Aly hat sich eine intelligentere Version von Geschichtsdeutung einfallen lassen als die, das logische Resultat der 68er Ideen sei der Terrorismus im Stil der RAF gewesen. Eine solche Legende ist inzwischen reichlich abgegriffen, und sie steht auch zu offensichtlich im Widerspruch zu den eigenen Erfahrungen der großen Mehrheit von Altachtundsechzigern, die keine Neigung zum “bewaffneten Kampf in den Metropolen” hatten.

Aly bietet stattdessen ein Bild der Geschichte an, das weiter ausgreift: 1968 sei, so will er glauben machen, eine studentisch geprägte, antibürgerlich-aktivistische Jugendbewegung gewesen, die darauf aus war, eine neue “Jugenddiktatur” zu errichten - die Söhne exakt ihren Vätern nacheifernd, die einst 1933 im jugendbewegten Ansturm die Weimarer Republik beseitigt und das nationalsozialistische Regime als “Jugenddiktatur” etabliert hätten.
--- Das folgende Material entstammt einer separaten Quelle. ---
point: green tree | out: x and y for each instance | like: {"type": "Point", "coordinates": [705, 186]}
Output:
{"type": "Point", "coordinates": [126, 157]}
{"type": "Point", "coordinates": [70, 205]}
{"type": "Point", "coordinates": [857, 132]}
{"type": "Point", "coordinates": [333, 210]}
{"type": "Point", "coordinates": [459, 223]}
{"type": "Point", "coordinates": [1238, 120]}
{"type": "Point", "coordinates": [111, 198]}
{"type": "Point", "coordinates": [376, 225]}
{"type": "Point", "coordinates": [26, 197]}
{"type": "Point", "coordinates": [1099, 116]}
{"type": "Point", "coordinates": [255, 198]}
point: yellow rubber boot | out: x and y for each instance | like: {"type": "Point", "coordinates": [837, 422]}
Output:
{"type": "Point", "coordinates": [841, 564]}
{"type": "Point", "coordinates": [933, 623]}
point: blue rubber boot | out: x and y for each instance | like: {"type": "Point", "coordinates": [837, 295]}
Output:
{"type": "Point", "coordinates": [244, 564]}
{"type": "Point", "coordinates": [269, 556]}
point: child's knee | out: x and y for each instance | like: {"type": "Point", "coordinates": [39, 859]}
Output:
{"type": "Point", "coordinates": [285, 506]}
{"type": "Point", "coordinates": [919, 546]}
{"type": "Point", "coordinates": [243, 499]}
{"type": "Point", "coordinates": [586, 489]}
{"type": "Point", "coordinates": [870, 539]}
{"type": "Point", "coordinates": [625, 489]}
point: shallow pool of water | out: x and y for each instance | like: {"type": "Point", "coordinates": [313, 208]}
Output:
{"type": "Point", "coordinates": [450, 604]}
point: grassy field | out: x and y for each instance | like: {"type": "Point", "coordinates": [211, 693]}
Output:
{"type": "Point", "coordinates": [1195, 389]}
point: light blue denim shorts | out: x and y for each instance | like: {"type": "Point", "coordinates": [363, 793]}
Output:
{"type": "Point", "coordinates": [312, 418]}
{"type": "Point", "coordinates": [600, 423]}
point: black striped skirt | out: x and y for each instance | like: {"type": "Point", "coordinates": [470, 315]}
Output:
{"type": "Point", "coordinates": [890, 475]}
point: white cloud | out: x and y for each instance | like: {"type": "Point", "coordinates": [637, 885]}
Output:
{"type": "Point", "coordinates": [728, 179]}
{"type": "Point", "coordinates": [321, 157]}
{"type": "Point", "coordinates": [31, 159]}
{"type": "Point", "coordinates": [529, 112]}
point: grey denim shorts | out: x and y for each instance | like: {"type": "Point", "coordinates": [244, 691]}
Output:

Dutschke also als neuer Goebbels, die SDSler als Nachfahren der Nazi-Studentenbündler - und damit das Publikum diese “Verwandtschaft” auch richtig begreift, fügte die Frankfurter Rundschau dem Aly-Artikel Fotos bei, die eine braune Studentendemo 1933 und eine APO-Demo 1968 zeigen, mit der Bildunterschrift: “Ähnliche Ziele”.
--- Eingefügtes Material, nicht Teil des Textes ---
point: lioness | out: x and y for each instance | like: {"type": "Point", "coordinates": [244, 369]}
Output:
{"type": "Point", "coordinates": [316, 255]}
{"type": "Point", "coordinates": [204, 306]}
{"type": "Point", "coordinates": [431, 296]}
Anders als 1933 sei aber, so Aly, der Griff zur Macht 1968 nicht gelungen. Sie habe auch gar keine Chance dazu gehabt, führt Aly aus, da die Mehrheitsgesellschaft, repräsentiert durch einen so vernünftigen Spitzenpolitiker wie Kurt Georg Kiesinger, das neue “Generationenprojekt” ins Leere habe laufen lassen.

Deutsche Geschichte nach dem Lehrplan von Aly: 1968 war ein spezifisch deutsches Ereignis, der Auftritt einer machthungrigen Jugendbewegung, eine “Tollheit” mit totalitärer Gesinnung - ein (allerdings unrealistischer) Nachahmungsversuch im Geiste der jugendlichen Bewegung, die 1933 den Durchbruch geschafft und ihre Herrschaft begründet hatte.

Auf den ersten Blick fragt man sich, ob da ein früher doch ernstzunehmender Historiker, auf Originalität erpicht, erbittert auch darüber, “verhinderter Professor” zu sein, dem groben Unfug verfallen ist. Bei näherem Hinsehen stellt sich jedoch heraus: Der Unfug hat Methode, und er ist diskurspolitisch zielgerichtet.